0

In the GWT tutorial where you build a stock watcher there is this regex expression to check if an input is valid:

if (!symbol.matches("^[0-9A-Z\\.]{1,10}$"))

Which allows inputs between 1 and 10 chars that are numbers, letters, or dots.

The part that confuses me is the \\.

I interpret this as escaped backslash \\ and then a . which stands for any character. And I thought the correct expression would be \. to escape the dot but doing this results in a regex error in eclipse Invalid escape sequence.
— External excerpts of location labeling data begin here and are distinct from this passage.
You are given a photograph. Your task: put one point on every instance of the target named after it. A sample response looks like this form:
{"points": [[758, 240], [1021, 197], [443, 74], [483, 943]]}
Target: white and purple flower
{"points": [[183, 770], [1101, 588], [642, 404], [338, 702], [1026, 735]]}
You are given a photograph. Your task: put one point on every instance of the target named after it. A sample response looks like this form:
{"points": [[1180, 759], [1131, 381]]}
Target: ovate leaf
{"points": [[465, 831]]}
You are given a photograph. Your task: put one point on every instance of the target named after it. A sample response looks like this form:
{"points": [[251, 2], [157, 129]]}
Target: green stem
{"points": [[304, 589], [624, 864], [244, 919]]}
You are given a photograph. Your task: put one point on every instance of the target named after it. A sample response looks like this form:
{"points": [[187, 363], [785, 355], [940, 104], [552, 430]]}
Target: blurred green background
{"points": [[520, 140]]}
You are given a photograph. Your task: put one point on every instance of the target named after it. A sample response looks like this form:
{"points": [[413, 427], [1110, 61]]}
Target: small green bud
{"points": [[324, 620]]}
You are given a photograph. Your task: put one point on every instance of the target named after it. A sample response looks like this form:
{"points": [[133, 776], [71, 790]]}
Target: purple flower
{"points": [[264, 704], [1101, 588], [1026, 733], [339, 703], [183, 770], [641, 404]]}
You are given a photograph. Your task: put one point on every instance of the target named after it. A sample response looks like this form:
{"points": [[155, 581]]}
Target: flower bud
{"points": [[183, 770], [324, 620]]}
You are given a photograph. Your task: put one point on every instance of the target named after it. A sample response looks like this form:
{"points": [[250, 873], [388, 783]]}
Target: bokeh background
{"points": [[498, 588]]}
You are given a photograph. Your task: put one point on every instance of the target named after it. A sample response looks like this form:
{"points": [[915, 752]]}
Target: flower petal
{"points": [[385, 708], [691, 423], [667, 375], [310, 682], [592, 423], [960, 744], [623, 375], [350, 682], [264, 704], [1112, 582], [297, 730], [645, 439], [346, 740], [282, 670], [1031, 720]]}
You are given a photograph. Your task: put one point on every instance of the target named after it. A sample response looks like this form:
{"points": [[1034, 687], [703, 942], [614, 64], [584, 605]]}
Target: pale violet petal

Am I missing the obvious here?

Philipp
  • 2,376
  • 5
  • 29
  • 47
  • 2
    It's a string literal - you want a backslash in the actual string, so you need to escape that for a normal Java string literal. Ignore the regex aspect: just `String x = "\.";` isn't valid Java code. – Jon Skeet Nov 14 '16 at 11:26
  • At least related: http://stackoverflow.com/questions/18503280/how-to-represent-backslash – T.J. Crowder Nov 14 '16 at 11:27
  • Oh... OK, kind of obvious. Thanks! – Philipp Nov 14 '16 at 11:28
  • 1
    You do not need to escape the dot in the character class at all. Escape it or not, it will match a literal dot. There is just no escape sequence as `\.`. And this thread is about the same issue: [`Java doesn't work with regex \s, says: invalid escape sequence`](http://stackoverflow.com/questions/2733255/java-doesnt-work-with-regex-s-says-invalid-escape-sequence). – Wiktor Stribiżew Nov 14 '16 at 11:28
  • `\\.` is **not** an escaped backslash followed by a colon. As the others have mentioned, Java needs to escape backslash in Strings, so this is equivalent to `\.` as Regex. If you want to have an escaped backslash in Regex, you'd have to write it like this: `\\\\.` where each `\\ ` represents one backslash in the Regex. – QBrute Nov 14 '16 at 12:12

2 Answers2

4

This is one of the hassles of regular expressions in Java. That \\ is not an escaped backslash at the regex level, just at the string level.

This string:

"^[0-9A-Z\\.]{1,10}$"

Defines this regular expression:

^[0-9A-Z\.]{1,10}$

...because the escape is consumed by the string literal.

T.J. Crowder
  • 1,031,962
  • 187
  • 1,923
  • 1,875
1

\ is the escape symbol in a Java String Literal. For instance the newline character is written as \n. In order to place a normal \ in a Java string, this is done by using \\.

So your Java String literal (string in the code): "^[0-9A-Z\\.]{1,10}$" is the actual string used for the regular expression "^[0-9A-Z\.]{1,10}$" (with a single slash). So as you expected this is \. in the regular expression.

Thirler
  • 20,239
  • 14
  • 63
  • 92